Avec « Le Typographe de Whitechapel », la romancière, éditrice et traductrice Rosie Pinhas Delpuech conte le destin singulier de Yossef Haïm Brenner, un des écrivains à l’origine de l’hébreu moderne. L’autrice participe ce samedi 21 octobre au Salon du livre en ville de Genève.
1904. Yossef Haïm Brenner arrive à Londres. C’est lui, « Le Typographe de Whitechapel », personnage historique bien réel, protagoniste de Rosie Pinhas-Delpuech. Brenner arrive de Biélorussie. Il voit, vit, partage, décrit, la misère inimaginable des sous-prolétaires juifs de l’East Side. Qui crochètent des haillons au milieu des cadavres de chiens. Cousent 15 ou 18 heures par jour dans des sweatshops, des « ateliers de sueur ». Leur dénuement est complet. Ils n’ont même pas… une langue à eux.
Inventer un hébreu moderne
C’est pour eux que Brenner veut réinventer l’hébreu. Un hébreu moderne. Un hébreu qui vive au présent. Un hébreu arraché à la Torah et au Talmud. Un hébreu qui puisse dire le réel. Un hébreu qui puisse nommer les réalités les plus simples de la vie – dire le nom de fleurs que les textes sacrés n’ont pas songé à nommer; lancer « Passe-moi le beurre! » ou « On fait l’amour? » Un hébreu qui ne soit pas une langue sacrée. Pas une langue religieuse. Un hébreu qui soit… une langue. Simplement une langue.
Rosie Pinhas-Delpuech raconte Brenner. Dans la pauvreté de Londres, ses rencontres avec d’autres hébraïsants. Son départ pour la Palestine, ses tentatives de devenir agriculteur – la caillasse lui résiste plus encore que la langue pierreuse de Moïse.
Tout comme Brenner travaille à « arracher l’hébreu à la bouche de Dieu » pour en faire une langue humaine, Rosie Pinhas-Delpuech veut arracher Brenner au récit épique du sionisme. Elle veut faire entrer l’histoire de Brenner et des miséreux juifs de Whitechapel dans le récit de tous les apatrides, de tous les misérables, de tous les sans-langues.
Des morceaux de vies réelles
Pour ce faire, l’écrivaine-traductrice ne choisit ni le roman historique, ni la biographie. Elle ramasse comme des cailloux des morceaux de vies réelles. Les rapproche de souvenirs personnels. Médite sur les langues, leur texture, leur histoire. Sur l’hébreu, mais aussi sur le yiddish, cette langue-maman, son érotisme subtil – pourquoi n’est-ce pas tout naturellement le yiddish, langue des juifs d’Europe, qui devait servir de langue à ces déclassés?
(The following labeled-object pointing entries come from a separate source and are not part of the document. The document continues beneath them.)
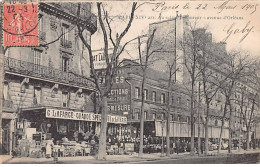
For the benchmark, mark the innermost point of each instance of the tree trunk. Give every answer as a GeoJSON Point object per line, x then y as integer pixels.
{"type": "Point", "coordinates": [247, 138]}
{"type": "Point", "coordinates": [230, 131]}
{"type": "Point", "coordinates": [102, 137]}
{"type": "Point", "coordinates": [207, 131]}
{"type": "Point", "coordinates": [1, 92]}
{"type": "Point", "coordinates": [168, 129]}
{"type": "Point", "coordinates": [222, 127]}
{"type": "Point", "coordinates": [192, 120]}
{"type": "Point", "coordinates": [221, 133]}
{"type": "Point", "coordinates": [142, 117]}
Elle traduit des passages de Brenner. Cite longuement Philip Roth. Invite Jack London (qui dans les mêmes années décrit avec les mêmes mots que Brenner la même misère – celle des… Irlandais de l’East Side). Ecoute Aharon Appelfeld, Saul Bellow. Commente à son tour la Torah. Regarde des Latinos étaler sous un pont leur misère à eux (quelques loques, une poignée de valise, une chaussure sans lacet).
Fantasme une rencontre fictionnelle entre Brenner et Freud – leurs bras s’effleurent. Evoque un trajet en bus à Tel-Aviv, où les noms des rues, des places, des stations, (« Place des Tués de Babylone »), l’arrêt « Herzl » mêlent dans la lumière des réverbères et la trépidation urbaine le temps biblique et l’histoire moderne, tandis que dans le bus résonnent, comme une symphonie babélienne, les langues de l’immigration clandestine en Israël, érythréenne, philippine, soudanaise…
Comme un tissu serré et souple
Rosie Pinhas-Delpuech tisse ensemble ces fils problématiques, les ravaude, compose son essai comme un tissu serré et souple. Ce tissu, c’est aussi celui de sa vie à elle. Née en 1947 en Turquie dans une famille judéo-espagnole où l’on parlait turc, allemand, français. Où son père décidera que la famille a besoin d’une langue qui soit sa colonne vertébrale – et choisira le français. Rosie Pinhas-Delpuech ira étudier à Paris. Découvrira plus tard l’hébreu.
Elle est aujourd’hui l’une des principales traductrices en français de la littérature contemporaine en hébreu. Sa vie est tissée de tant d’histoires, de tant d’écritures, de tant de langues… Elle écrit comme elle pense. Comme elle est.